84La monumentalisation des fontaines en contexte public ne se fait pas avant l’époque impériale : dès l’époque augustéenne à Rome, il faut attendre le Ier siècle pour voir se développer les façades des fontaines, en partie dans le cadre de réaménagements ou d’installations de nouvelles adductions d’eau en Asie Mineure. En Afrique, les fontaines monumentales s’implantent également en lien avec les premières adductions d’eau des villes mais aussi dans le cadre de nouvelles conduites ou plus généralement de programmes urbanistiques à l’échelle d’un quartier – j’y reviendrai. Les dimensions et les plans sont très divers et correspondent à l’ampleur du programme de construction, à l’emplacement attribué et aux moyens financiers disponibles et mis en œuvre.
85Parallèlement, bassins et fontaines se développent dans les demeures, à la fois dans le péristyle et dans les espaces intérieurs.

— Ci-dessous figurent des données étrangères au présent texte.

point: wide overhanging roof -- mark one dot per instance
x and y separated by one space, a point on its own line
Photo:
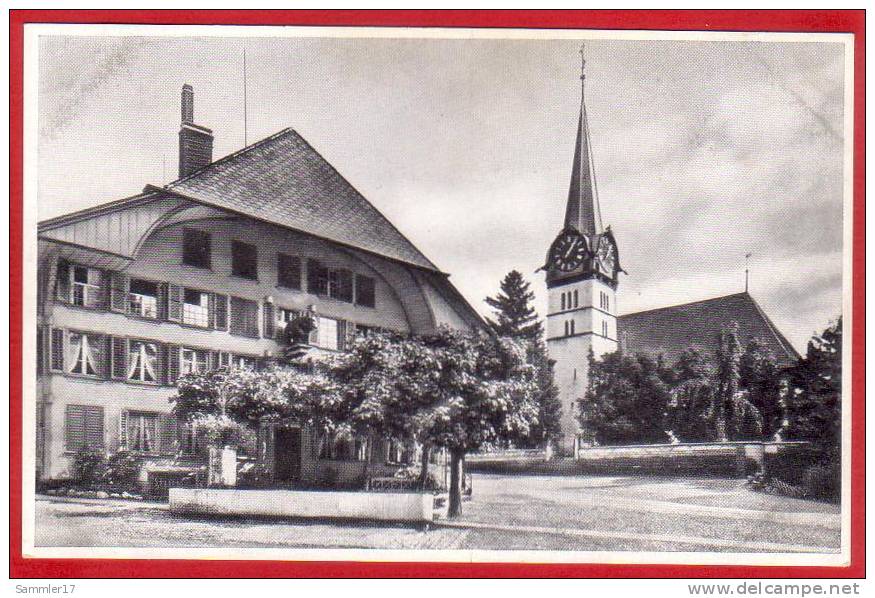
282 179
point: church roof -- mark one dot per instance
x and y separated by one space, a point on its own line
581 213
669 331
282 179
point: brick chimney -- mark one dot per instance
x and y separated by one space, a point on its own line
195 141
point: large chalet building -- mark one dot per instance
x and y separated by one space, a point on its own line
204 272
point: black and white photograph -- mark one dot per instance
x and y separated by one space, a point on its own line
437 295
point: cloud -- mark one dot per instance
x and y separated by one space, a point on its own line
704 151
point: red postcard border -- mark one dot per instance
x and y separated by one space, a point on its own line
824 21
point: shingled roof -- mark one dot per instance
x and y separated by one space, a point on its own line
282 179
671 330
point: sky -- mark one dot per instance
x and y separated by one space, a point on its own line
705 150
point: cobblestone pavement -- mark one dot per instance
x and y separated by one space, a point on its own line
506 512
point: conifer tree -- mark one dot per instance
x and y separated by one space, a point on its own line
514 314
515 317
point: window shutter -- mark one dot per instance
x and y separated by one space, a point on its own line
63 283
172 364
349 335
314 335
162 301
40 350
57 349
343 290
93 427
160 363
269 312
123 431
220 307
174 302
365 291
169 442
104 364
317 278
341 335
118 292
211 310
119 357
74 428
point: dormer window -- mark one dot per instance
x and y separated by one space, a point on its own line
196 308
196 248
244 260
143 298
80 285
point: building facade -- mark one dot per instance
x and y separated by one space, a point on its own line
205 272
582 268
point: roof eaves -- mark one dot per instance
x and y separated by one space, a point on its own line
680 305
230 156
297 230
379 213
117 204
782 340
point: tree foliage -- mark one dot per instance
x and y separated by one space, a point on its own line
814 402
733 394
515 317
626 400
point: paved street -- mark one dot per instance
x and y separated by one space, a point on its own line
507 512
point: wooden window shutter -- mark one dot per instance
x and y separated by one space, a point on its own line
220 307
162 301
40 350
172 364
118 292
74 427
119 357
123 431
169 441
341 335
94 427
349 335
105 358
57 350
269 313
63 283
211 310
174 302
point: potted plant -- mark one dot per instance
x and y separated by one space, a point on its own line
223 436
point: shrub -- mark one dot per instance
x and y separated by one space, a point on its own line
433 482
89 466
824 481
219 430
122 470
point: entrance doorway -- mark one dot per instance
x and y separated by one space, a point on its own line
288 454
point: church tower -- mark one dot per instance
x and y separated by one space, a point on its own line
582 268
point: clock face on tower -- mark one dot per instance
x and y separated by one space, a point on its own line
606 254
568 251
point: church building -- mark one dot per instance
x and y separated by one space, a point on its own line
582 275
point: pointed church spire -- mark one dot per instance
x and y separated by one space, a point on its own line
583 213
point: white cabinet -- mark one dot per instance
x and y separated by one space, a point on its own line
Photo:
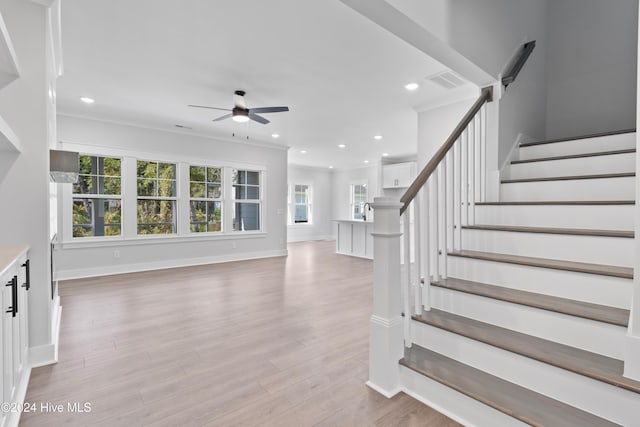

Les fontaines en élévation constituent des points de vue depuis le triclinium puis intègrent pleinement les pièces de réception. Elles se développent à l’époque tardive en présentant des façades monumentales très proches et inspirées des édifices présents dans l’espace public. L’adoption, concernant les fontaines, de ces motifs développés dans l’architecture publique dès le Haut-Empire pourrait s’expliquer par la place grandissante de l’autoreprésentation des élites à l’époque tardive. Il convient donc de ne pas négliger les rapprochements entre ces deux contextes.
Conclusion à la première partie
86L’importance de la documentation ancienne, issue des récits de voyage depuis l’époque médiévale jusqu’aux premières recherches engagées à la fin du XIXe siècle, est frappante. Au-delà de la quantité, il convient de souligner l’intérêt qu’elle représente, lorsque les rapports, relevés et photographies conservent la trace de vestiges qui ont disparu depuis lors. Cette présentation et cette évaluation de la documentation et des étapes de sa constitution ont concerné les installations hydrauliques, urbaines comme rurales. En effet, c’est le lancement des enquêtes administratives par le gouvernement français – et italien en Libye – qui a éveillé l’intérêt pour les vestiges hydrauliques antiques.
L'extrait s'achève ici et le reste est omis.